In order to show the religious leaders who they are dealing with, Jesus points them to Psalm 110:1, a passage regarding the Messiah. The Jews basically believed 2 things about the Messiah: (1) he would be a mighty descendant of David who would free God's people and (2) though he was an awesome man, he was still going to be nothing more than a man. Jesus though by referring to this passage shows that the Messiah was more than a man. In this passage David refers to 2 people, the first person who is called "the Lord" and a second person who is also called "the Lord." Although both people are called "the Lord," they are not the same persons. The first person called "the Lord" is God Himself; the second person called "the Lord" was believed to be the Messiah, David's son.

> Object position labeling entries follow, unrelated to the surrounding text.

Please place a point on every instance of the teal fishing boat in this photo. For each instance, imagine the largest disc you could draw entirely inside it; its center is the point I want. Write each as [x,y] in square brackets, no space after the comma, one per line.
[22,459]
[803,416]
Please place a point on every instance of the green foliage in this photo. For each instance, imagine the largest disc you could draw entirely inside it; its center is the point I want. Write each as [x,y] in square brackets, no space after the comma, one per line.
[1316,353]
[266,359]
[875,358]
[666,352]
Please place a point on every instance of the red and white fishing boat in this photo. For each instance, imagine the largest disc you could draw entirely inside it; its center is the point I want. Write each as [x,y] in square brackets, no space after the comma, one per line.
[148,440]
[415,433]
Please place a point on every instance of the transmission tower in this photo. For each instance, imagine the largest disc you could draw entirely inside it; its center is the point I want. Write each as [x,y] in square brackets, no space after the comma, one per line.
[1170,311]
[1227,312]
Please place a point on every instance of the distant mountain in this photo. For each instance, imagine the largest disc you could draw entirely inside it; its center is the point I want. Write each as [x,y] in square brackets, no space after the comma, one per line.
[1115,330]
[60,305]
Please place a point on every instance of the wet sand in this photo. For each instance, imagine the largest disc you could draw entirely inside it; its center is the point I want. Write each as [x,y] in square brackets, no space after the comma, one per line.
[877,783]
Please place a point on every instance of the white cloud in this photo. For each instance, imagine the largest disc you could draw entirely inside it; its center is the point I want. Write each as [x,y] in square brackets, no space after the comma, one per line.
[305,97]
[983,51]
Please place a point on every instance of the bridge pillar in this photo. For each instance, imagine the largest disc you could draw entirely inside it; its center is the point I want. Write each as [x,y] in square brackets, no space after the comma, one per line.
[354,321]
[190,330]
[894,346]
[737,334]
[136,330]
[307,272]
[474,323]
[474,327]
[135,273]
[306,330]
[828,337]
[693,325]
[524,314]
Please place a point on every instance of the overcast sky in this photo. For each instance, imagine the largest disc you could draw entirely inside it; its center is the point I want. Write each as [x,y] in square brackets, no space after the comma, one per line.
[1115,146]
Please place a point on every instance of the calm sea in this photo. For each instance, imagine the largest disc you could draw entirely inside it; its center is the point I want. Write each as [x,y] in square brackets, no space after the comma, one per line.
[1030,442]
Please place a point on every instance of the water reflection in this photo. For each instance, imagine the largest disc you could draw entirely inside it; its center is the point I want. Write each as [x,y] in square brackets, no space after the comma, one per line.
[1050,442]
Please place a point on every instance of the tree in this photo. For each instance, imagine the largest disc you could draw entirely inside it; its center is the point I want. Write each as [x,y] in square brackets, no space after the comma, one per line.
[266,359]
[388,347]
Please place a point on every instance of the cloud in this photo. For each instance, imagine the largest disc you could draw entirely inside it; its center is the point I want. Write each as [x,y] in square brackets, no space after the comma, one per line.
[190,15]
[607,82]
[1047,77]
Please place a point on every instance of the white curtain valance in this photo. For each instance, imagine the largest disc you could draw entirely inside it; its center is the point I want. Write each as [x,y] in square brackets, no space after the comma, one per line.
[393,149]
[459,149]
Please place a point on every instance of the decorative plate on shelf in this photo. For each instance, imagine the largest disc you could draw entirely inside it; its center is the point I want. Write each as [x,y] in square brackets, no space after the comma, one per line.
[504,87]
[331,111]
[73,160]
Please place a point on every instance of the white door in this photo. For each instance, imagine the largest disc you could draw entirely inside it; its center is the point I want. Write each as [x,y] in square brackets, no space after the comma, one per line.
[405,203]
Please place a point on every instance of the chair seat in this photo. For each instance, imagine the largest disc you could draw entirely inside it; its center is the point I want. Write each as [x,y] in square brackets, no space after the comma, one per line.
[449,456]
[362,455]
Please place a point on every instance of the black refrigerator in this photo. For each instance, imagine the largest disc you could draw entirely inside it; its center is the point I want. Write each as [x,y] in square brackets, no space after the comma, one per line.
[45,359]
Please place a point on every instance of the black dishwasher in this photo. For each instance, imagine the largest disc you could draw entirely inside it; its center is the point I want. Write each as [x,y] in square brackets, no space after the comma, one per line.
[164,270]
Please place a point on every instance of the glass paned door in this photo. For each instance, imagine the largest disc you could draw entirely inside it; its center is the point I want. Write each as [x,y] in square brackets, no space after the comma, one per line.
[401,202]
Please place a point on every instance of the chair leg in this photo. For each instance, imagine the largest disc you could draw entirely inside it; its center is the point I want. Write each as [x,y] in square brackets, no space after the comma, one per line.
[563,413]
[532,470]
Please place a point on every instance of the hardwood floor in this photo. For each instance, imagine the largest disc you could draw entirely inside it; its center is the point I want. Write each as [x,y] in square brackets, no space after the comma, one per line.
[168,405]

Now it was customary in the ancient world to consider fathers greater than their sons and future descendants. Yet look at what David does here. David who writes this psalm calls his future descendant, the Messiah, "my Lord." In other words, David is claiming that the Messiah is greater than he. How can this be? It is a question Jesus wants the Jews to answer. How is it that Jesus who is claiming to be the Messiah is so much greater than David, to be much greater than them, the religious experts in Israel? It is because He is more than man; He is God Himself, God the Son.



*The Herodians and Pharisees could not have been further apart spiritually and politically. The Pharisees were highly religious, observing the Law of Moses and the multitude of oral laws they had added to Moses' law. The Herodians were primarily secular in their approach to life. They aligned themselves with the Herodian dynasty started by Herod the Great, the half-breed Jew whom the Jews detested.